Diction
Diction refers to word use; a dictionary is full of words. The choice of the wording characterizes a passage of writing. Observe this from a story by Zora Neale Hurston:
"Wait till I light up my coal-pot and I'll tell you about this Zigaboo called Jelly."
Is the passage formal or informal? High, medium or low diction (academic and stilted, informational and mundane, or casual and common).
The words "till," "coal-pot," "I'll," "Zigaboo," and "Jelly" bring a casual, familiar and colorful feeling to the sentence. The style is a story telling style, warm ("coal-pot" and "you"), intimate("till," "I'll tell you), and comic("Zigaboo named Jelly").
The reader is alerted immediately by style. This is not a treatise on mathematics. It is not an opinion piece on the death penalty. It is not a repair manual or an encyclopedia article.
We know much of this through diction.
Look at this beginning from Ernest Hemingway's A Farewell to Arms:
"In the late summer of that year we lived in a house in a village that looked across the river and the plain to the mountains. In the bed of the river there were pebbles and boulders, dry and white in the sun, and the water was clear and swiftly moving and blue in the channels"
Is the passage formal or informal? High, medium or low diction (academic and stilted, informational and mundane, or casual and common).
The diction is informational, mundane. There is so little character - yet - that the subject cannot be told by the new reader. Information is given in every day, clear, understandable words. Hemingway continues issuing facts and description in the same style for another four paragraphs during which the ordinance of war within this natural landscape is described. He then ends with this factual description:
"At the start of the winter came the permanent rain and with the rain came the cholera. But it was checked and in the end only seven thousand died of it in the army."
In the same informational - journalistic - style, Hemingway delivers, carefully and calmly, the horrid news of seven thousand deaths! The style accentuates, through understatement, the horror of the war.
Now, look at a short passage from Jonathan Kozol's Still Separate, Still Unequal.
"Many Americans who live far from our major cities and who have no firsthand knowledge of the realities to be found in urban public schools seem to have the rather vague and general impression that the great extremes of racial isolation that were matters of grave national significance some thirty-five or forty years ago have gradually but steadily diminished in more recent years."

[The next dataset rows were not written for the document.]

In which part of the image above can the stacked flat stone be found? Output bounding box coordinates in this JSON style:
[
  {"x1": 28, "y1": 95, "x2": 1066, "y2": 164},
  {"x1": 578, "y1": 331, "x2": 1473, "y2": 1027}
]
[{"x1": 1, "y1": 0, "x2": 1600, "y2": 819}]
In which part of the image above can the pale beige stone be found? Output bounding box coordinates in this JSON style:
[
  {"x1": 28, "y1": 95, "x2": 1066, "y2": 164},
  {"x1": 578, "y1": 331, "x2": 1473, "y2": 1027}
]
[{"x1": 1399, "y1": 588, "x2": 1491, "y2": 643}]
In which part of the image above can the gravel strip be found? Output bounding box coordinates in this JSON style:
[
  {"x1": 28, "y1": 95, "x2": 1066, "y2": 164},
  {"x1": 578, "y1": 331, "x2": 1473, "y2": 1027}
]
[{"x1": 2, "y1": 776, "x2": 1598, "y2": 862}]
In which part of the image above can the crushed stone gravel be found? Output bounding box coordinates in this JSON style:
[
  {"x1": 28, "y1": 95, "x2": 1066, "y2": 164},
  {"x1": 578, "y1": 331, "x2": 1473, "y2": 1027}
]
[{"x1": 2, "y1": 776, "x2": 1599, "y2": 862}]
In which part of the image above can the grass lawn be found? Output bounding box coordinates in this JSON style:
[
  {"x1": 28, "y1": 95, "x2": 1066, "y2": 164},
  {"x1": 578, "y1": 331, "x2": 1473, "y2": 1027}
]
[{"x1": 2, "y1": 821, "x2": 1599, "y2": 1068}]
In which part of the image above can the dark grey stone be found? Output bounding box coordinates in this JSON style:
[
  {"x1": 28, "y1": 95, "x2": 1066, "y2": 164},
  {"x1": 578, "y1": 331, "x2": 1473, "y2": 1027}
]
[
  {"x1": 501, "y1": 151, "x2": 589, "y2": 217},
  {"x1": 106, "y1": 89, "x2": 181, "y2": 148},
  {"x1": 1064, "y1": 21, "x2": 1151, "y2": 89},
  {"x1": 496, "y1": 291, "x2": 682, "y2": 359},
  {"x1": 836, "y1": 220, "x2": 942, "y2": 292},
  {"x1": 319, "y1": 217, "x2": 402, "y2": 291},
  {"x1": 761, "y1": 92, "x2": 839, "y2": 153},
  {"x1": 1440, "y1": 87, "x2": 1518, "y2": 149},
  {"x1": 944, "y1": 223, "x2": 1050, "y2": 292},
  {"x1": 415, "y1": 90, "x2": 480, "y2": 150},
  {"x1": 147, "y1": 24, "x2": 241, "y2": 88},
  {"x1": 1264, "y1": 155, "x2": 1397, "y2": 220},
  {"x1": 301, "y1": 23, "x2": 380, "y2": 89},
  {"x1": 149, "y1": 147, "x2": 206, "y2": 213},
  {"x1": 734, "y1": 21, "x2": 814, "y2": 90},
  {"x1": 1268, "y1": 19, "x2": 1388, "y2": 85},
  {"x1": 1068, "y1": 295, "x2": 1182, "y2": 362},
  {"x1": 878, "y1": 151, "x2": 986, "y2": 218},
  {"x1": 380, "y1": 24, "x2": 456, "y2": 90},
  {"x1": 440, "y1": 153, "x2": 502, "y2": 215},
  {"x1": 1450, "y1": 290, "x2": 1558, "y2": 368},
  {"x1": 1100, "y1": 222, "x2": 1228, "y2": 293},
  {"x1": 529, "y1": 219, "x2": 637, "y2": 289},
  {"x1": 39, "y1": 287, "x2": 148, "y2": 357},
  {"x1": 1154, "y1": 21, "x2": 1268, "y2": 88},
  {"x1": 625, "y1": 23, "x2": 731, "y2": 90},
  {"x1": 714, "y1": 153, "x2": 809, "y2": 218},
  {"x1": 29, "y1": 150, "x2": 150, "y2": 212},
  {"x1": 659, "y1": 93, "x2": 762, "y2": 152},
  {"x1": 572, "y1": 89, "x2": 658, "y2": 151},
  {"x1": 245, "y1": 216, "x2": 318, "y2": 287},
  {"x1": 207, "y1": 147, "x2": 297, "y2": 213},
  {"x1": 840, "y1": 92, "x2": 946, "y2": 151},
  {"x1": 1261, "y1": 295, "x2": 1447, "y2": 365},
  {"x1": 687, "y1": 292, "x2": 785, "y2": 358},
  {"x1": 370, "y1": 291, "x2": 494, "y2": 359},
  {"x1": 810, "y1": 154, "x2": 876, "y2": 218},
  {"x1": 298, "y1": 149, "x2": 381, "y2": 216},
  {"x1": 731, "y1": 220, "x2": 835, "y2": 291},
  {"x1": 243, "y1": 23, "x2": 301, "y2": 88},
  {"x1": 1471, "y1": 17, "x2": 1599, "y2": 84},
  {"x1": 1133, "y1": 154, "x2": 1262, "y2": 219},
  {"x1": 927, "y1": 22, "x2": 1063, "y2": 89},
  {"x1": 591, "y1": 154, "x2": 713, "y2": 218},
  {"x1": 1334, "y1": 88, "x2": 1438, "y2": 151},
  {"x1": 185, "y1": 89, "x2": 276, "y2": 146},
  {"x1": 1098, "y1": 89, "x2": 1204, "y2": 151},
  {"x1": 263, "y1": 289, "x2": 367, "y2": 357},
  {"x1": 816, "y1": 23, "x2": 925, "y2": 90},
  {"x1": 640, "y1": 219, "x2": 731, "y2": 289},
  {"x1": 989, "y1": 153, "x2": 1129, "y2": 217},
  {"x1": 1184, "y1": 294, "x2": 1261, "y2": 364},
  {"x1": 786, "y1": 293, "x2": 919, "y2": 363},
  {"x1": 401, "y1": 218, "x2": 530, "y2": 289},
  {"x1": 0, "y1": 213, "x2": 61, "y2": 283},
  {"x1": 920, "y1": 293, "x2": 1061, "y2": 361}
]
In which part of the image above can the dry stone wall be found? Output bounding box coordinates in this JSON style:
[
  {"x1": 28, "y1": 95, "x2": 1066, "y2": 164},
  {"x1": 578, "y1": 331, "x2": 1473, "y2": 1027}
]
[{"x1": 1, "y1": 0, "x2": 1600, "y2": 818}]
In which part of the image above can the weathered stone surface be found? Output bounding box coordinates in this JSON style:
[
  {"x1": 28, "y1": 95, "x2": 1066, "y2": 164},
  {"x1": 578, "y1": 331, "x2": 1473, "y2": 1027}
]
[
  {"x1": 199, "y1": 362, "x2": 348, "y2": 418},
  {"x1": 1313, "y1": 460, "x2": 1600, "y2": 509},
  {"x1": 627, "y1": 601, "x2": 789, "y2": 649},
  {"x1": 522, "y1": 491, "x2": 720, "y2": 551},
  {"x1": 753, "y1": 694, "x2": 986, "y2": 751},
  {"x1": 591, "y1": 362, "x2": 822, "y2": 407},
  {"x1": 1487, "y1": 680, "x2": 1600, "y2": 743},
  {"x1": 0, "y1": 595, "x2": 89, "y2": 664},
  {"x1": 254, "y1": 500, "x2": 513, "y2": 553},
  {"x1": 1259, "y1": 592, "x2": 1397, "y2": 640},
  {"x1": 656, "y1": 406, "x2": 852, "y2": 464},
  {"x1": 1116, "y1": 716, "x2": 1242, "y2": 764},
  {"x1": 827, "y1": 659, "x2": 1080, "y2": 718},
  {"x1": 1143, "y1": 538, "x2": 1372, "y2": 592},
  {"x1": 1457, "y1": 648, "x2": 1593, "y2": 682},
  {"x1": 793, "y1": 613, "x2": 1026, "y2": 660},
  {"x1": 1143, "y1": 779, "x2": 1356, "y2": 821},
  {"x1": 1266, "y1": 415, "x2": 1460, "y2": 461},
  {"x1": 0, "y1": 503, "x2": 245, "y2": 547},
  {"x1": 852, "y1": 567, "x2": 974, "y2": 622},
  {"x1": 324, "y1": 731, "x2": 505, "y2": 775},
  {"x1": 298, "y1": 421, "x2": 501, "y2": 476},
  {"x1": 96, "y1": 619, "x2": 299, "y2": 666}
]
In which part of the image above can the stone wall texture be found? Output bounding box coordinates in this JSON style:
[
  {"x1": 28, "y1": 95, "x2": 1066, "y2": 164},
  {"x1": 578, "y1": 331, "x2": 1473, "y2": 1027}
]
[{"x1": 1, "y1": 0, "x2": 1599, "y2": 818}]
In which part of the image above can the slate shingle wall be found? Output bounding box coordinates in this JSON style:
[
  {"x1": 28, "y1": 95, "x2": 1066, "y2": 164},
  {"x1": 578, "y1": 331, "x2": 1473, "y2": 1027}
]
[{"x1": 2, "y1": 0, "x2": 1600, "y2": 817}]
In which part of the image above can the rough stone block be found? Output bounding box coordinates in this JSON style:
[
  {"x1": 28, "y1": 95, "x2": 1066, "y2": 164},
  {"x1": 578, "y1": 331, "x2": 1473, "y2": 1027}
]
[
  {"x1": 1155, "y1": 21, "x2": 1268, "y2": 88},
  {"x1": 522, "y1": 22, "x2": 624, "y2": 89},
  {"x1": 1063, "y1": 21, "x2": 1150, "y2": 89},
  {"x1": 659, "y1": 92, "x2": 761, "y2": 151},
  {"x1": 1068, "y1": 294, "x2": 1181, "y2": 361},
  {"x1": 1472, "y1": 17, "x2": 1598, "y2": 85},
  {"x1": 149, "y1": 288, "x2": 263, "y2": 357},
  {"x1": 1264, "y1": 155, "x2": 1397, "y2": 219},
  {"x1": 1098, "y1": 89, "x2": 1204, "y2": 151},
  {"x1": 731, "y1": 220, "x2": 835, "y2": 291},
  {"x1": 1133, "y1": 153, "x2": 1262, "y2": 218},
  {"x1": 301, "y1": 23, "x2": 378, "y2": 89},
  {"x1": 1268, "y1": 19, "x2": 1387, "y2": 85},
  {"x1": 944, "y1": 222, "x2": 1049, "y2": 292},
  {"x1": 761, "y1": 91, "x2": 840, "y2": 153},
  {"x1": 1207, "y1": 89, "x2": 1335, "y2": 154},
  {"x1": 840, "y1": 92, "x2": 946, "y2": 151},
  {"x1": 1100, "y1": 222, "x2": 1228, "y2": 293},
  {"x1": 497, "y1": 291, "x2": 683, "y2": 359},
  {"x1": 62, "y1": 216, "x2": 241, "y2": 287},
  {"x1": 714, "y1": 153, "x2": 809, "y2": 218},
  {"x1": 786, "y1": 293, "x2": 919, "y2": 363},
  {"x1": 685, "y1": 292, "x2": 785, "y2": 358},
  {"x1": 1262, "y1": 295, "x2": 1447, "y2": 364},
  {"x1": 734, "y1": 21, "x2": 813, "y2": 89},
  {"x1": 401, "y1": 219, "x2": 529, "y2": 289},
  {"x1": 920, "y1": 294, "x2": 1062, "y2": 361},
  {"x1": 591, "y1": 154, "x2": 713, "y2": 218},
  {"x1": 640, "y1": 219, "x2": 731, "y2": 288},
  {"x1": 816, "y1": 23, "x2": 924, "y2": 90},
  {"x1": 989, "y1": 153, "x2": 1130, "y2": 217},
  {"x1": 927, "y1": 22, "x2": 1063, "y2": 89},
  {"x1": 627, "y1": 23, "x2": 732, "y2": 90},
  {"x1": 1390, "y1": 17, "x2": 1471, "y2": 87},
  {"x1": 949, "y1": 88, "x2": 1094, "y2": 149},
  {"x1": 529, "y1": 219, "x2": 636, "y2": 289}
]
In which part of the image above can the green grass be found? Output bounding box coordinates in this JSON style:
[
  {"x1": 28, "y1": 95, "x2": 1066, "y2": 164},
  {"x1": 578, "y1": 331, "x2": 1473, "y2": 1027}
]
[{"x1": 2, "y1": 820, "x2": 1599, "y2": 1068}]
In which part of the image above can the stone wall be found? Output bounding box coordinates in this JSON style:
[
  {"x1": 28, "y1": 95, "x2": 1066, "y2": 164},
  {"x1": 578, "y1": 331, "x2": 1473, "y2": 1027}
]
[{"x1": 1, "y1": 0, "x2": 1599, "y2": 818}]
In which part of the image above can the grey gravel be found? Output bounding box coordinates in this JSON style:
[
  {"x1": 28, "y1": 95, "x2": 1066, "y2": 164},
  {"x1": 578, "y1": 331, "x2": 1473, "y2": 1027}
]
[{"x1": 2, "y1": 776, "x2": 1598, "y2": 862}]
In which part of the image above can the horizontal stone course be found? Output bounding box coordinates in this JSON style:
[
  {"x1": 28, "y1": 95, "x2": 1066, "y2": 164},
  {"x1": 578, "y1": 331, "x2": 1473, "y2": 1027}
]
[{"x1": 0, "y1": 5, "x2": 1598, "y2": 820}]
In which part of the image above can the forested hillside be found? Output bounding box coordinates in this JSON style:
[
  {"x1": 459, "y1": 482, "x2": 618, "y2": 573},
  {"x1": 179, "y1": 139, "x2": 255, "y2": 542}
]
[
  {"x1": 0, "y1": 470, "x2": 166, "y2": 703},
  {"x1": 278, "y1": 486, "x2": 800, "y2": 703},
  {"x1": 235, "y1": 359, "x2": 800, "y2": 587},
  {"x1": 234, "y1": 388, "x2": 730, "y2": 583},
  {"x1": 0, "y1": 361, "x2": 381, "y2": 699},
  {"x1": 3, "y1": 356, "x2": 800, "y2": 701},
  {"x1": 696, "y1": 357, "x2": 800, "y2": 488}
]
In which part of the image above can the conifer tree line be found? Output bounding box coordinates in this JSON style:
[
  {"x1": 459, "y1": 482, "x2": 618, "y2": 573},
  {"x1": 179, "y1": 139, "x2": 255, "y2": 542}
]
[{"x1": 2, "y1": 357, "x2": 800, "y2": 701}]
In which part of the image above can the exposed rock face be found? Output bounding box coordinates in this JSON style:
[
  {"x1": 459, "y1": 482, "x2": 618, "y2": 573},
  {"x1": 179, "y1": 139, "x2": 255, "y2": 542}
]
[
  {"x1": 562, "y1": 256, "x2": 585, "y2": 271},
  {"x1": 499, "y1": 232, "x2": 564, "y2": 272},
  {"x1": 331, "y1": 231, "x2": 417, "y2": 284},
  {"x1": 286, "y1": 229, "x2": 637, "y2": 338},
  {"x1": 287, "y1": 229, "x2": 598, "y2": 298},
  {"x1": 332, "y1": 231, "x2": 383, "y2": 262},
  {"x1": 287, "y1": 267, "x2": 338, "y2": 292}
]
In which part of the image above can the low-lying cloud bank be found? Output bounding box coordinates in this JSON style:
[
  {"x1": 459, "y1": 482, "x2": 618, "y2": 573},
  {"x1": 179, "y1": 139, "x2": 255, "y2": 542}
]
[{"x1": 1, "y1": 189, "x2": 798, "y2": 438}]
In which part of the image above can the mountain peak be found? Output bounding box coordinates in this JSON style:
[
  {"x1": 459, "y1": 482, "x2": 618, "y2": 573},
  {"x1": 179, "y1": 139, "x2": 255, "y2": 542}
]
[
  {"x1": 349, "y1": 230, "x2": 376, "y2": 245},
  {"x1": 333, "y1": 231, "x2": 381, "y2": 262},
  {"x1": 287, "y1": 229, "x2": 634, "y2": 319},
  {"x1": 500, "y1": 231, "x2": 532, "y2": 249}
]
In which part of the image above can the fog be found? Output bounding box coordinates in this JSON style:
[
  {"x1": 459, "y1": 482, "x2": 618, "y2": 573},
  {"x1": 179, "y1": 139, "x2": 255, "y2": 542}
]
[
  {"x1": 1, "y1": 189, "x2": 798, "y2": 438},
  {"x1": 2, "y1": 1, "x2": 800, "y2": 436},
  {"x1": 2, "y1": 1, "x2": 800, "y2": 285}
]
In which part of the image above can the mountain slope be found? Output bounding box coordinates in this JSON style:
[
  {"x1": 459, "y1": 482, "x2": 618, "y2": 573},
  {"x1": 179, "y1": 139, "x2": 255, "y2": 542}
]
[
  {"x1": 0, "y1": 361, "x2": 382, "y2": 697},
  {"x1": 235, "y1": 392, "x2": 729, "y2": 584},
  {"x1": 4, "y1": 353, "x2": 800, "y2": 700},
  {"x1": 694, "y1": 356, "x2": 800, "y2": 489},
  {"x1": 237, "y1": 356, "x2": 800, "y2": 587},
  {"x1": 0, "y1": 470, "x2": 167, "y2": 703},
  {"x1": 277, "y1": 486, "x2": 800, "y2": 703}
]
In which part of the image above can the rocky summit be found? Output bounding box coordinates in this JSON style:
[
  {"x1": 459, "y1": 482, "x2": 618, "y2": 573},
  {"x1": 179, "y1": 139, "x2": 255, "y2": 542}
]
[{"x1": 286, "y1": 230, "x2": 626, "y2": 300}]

This is formal language - syntax says so, but more about that later. The diction is not difficult nor particularly stilted, but it is academic and would not be found in either of the foregoing pieces. Words such as "rather vague," "general impression," "racial isolation," "grave," "realities," "urban public schools," and "diminished" carry a colder tone than Hurston's language, a higher tone than the everyday words in Hemingway. The words reinforce the seriousness of the subject - at least serious to Kozol - and the thoroughness with which he plans to carry out his investigation.